O tema virou centro dos holofotes na campanha eleitoral em Curitiba. Em 23 de setembro, durante sabatina na PUC-PR, Greca falou ter vomitado ao sentir o "cheiro de pobre" de um morador de rua que ajudou a resgatar, quando jovem. Depois, desculpou-se.

A gafe fez candidatos irem às ruas ouvir e abraçar moradores de rua. Mas a polêmica é anterior. Em janeiro, Fabio Aguayo, presidente da Abrabar, uma associação que reúne donos de bares e restaurantes de Curitiba, exortou a prefeitura a retirar os moradores das ruas "seja por bem e espontânea vontade ou por ato de ordem pública e social".

Daniel Caron/FAS/Divulgação
Fachada do antigo albergue, fechado em 2015
Uma semana depois, foi seguido pela centenária Associação Comercial do Paraná, que pediu providências sobre o problema.

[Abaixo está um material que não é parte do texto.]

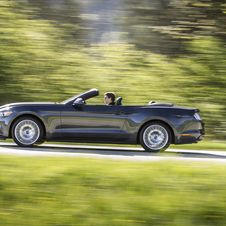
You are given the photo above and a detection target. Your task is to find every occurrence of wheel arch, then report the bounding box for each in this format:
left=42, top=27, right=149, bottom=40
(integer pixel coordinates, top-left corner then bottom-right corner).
left=9, top=114, right=46, bottom=138
left=137, top=119, right=175, bottom=144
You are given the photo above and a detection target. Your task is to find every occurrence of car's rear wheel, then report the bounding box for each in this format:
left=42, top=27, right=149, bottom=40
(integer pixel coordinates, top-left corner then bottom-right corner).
left=140, top=122, right=171, bottom=152
left=12, top=116, right=44, bottom=147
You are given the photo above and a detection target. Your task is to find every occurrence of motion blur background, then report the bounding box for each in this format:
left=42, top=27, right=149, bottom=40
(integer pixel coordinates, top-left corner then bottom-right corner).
left=0, top=0, right=226, bottom=140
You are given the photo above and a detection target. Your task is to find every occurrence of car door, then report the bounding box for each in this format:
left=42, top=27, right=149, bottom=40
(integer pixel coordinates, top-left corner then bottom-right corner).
left=61, top=104, right=126, bottom=141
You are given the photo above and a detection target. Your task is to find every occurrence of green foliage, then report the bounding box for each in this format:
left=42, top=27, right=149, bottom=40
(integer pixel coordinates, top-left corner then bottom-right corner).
left=0, top=0, right=226, bottom=139
left=0, top=156, right=226, bottom=226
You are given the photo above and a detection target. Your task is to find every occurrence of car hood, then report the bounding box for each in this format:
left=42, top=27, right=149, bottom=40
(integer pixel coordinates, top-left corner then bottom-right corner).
left=0, top=102, right=59, bottom=110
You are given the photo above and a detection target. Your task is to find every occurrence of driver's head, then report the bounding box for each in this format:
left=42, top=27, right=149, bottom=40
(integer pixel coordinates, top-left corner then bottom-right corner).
left=104, top=92, right=115, bottom=104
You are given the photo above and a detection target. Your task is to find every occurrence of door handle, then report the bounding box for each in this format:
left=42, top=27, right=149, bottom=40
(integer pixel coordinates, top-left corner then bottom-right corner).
left=113, top=111, right=125, bottom=115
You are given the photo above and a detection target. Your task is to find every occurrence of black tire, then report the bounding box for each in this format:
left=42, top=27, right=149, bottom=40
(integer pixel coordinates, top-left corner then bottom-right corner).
left=139, top=122, right=172, bottom=152
left=11, top=116, right=44, bottom=147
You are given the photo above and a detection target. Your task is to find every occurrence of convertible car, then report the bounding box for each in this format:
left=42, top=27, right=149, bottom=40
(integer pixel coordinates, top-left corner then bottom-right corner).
left=0, top=89, right=204, bottom=152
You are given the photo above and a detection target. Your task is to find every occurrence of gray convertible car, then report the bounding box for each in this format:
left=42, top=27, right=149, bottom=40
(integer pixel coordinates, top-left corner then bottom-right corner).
left=0, top=89, right=204, bottom=152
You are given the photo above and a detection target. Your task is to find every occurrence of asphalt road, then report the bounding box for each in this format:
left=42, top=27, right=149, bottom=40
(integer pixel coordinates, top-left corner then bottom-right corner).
left=0, top=142, right=226, bottom=163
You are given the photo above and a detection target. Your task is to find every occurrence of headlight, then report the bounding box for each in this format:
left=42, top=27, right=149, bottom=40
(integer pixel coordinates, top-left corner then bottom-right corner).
left=194, top=113, right=202, bottom=121
left=0, top=111, right=13, bottom=117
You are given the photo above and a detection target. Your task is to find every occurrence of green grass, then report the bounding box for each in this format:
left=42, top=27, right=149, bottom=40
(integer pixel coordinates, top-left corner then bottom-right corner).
left=0, top=155, right=226, bottom=226
left=0, top=139, right=226, bottom=151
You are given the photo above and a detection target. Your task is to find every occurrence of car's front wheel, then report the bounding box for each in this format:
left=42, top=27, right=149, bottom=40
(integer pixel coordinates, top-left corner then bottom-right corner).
left=139, top=122, right=171, bottom=152
left=12, top=117, right=44, bottom=147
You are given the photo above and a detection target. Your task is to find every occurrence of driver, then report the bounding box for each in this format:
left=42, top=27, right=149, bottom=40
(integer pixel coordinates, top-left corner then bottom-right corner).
left=104, top=92, right=115, bottom=105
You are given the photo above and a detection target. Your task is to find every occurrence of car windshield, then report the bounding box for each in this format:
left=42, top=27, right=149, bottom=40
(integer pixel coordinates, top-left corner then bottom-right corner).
left=61, top=95, right=80, bottom=104
left=61, top=88, right=99, bottom=104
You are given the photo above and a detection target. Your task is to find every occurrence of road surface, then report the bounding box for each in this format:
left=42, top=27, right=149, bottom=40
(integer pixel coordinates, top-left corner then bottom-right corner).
left=0, top=142, right=226, bottom=163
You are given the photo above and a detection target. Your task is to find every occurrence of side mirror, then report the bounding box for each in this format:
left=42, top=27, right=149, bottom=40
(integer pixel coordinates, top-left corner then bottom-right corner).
left=73, top=98, right=85, bottom=107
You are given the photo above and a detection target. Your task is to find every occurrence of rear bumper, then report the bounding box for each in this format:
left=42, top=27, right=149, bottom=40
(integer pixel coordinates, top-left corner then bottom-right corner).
left=0, top=133, right=7, bottom=140
left=175, top=122, right=205, bottom=144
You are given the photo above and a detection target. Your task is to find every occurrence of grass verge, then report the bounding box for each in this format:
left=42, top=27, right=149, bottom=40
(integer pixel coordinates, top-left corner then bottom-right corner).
left=0, top=139, right=226, bottom=151
left=0, top=155, right=226, bottom=226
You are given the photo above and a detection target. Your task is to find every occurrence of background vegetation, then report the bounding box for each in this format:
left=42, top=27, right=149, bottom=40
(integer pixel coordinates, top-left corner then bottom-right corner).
left=0, top=0, right=226, bottom=140
left=0, top=155, right=226, bottom=226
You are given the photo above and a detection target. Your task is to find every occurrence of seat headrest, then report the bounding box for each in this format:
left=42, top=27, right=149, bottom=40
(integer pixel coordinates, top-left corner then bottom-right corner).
left=116, top=97, right=122, bottom=105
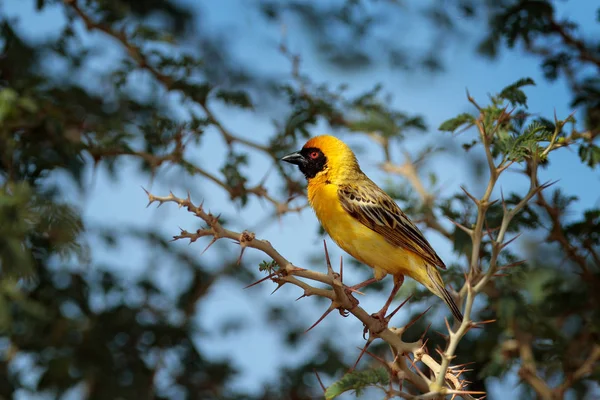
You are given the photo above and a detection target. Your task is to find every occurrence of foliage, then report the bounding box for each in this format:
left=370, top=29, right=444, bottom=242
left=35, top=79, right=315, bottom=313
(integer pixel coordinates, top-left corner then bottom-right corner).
left=0, top=0, right=600, bottom=399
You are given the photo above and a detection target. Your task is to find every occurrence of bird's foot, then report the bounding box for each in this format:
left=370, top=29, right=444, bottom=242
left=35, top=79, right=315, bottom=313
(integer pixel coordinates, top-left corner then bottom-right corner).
left=363, top=275, right=406, bottom=337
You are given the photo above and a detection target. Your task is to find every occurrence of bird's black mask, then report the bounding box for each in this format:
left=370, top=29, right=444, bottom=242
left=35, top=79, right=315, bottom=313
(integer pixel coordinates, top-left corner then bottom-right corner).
left=281, top=147, right=327, bottom=179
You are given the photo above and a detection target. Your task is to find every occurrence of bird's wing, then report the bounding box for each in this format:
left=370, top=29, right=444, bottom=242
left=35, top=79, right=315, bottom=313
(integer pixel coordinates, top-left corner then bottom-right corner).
left=338, top=182, right=446, bottom=269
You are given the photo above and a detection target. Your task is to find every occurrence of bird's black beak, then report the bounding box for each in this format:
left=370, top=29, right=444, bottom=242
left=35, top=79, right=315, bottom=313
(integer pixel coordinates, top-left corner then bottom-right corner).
left=281, top=151, right=306, bottom=165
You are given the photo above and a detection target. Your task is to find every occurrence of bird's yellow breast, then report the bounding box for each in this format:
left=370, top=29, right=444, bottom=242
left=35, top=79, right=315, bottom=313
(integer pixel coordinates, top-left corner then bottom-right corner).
left=308, top=184, right=426, bottom=281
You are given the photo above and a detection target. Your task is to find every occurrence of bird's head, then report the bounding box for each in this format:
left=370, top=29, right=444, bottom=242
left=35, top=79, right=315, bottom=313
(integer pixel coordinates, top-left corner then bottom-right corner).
left=281, top=135, right=360, bottom=180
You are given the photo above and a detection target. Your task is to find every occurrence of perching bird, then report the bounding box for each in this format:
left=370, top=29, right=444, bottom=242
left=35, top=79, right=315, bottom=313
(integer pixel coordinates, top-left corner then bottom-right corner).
left=281, top=135, right=462, bottom=321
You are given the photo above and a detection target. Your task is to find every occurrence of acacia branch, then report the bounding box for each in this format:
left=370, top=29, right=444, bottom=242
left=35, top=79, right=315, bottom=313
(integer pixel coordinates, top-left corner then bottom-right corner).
left=146, top=191, right=472, bottom=399
left=63, top=0, right=307, bottom=215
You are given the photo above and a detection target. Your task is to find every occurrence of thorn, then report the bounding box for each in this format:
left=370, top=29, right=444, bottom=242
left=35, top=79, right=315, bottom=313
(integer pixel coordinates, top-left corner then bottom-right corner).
left=200, top=236, right=219, bottom=255
left=244, top=272, right=277, bottom=289
left=323, top=239, right=334, bottom=276
left=304, top=303, right=336, bottom=333
left=365, top=350, right=391, bottom=370
left=345, top=286, right=365, bottom=296
left=313, top=369, right=327, bottom=393
left=471, top=319, right=497, bottom=327
left=501, top=232, right=523, bottom=248
left=419, top=322, right=431, bottom=341
left=444, top=317, right=454, bottom=336
left=237, top=246, right=246, bottom=265
left=496, top=260, right=527, bottom=271
left=460, top=185, right=480, bottom=205
left=404, top=306, right=433, bottom=330
left=385, top=294, right=413, bottom=322
left=271, top=280, right=287, bottom=294
left=348, top=335, right=373, bottom=373
left=446, top=217, right=473, bottom=236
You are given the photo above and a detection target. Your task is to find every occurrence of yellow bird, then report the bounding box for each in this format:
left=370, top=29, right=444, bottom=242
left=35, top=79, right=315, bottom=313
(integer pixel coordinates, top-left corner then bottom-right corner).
left=281, top=135, right=463, bottom=321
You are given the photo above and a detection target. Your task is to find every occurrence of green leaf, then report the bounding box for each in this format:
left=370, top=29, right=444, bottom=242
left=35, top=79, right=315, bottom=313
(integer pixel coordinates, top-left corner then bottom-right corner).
left=215, top=90, right=253, bottom=109
left=498, top=78, right=535, bottom=107
left=579, top=143, right=600, bottom=168
left=438, top=113, right=475, bottom=132
left=325, top=367, right=390, bottom=400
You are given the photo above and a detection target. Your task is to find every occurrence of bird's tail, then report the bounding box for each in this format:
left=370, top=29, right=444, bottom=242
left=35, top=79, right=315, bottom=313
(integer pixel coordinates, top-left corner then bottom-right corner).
left=440, top=288, right=463, bottom=322
left=426, top=265, right=463, bottom=322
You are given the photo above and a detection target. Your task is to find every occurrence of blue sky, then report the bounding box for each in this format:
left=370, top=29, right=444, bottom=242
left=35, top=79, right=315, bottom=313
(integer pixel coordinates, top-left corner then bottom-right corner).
left=0, top=0, right=600, bottom=394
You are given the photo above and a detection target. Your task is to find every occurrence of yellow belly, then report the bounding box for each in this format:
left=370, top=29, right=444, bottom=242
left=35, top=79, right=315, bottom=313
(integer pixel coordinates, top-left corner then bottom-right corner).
left=309, top=185, right=429, bottom=286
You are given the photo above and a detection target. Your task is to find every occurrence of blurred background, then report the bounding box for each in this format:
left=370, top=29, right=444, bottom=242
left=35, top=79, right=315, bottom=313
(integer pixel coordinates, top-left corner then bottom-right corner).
left=0, top=0, right=600, bottom=399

Após a declaração polêmica, repudiada pela gestão de Gustavo Fruet (PDT), Aguayo disse que lutaria pela abertura da Central de Resgate Social, um imóvel que servia como albergue, no centro da cidade, até ser fechado definitivamente pela prefeitura em 2015.

A Fundação de Ação Social (FAS), comandada atualmente pela mulher do prefeito, a jornalista Márcia Oleskovicz Fruet, diz que na central "450 pessoas --entre homens, mulheres, transgêneros, crianças, jovens, idosos e indígenas-- dividiam o mesmo espaço para albergagem" no centro da cidade. "Tratava-se de um local inadequado para o serviço de acolhimento, para usuários e servidores, devido a questões sanitárias e de segurança."

Ainda segundo a FAS, "os serviços que funcionavam naquele endereço terminaram de ser transferidos para novas unidades, que já vinham sendo instaladas desde 2013".

Reabrir a central é promessa que os candidatos têm em comum. "Vou reabrir a FAS SOS [antigo nome do local] em convênio com a Sociedade Curitibana de Socorro aos Necessitados [proprietária do imóvel]", publicou Greca em rede social em agosto. Já Leprevost falou ter a mesma intenção. "Já comecei a conversar com os responsáveis pelo Socorro aos Necessitados", disse durante entrevista ao UOL.

Excluindo essa proposta, o programa de governo de Greca fala em "trabalhar de forma mais consistente, efetiva, com um olhar cuidadoso, organizar o sistema de triagem e investir em programas que possibilitem a inclusão dos moradores de rua à sociedade".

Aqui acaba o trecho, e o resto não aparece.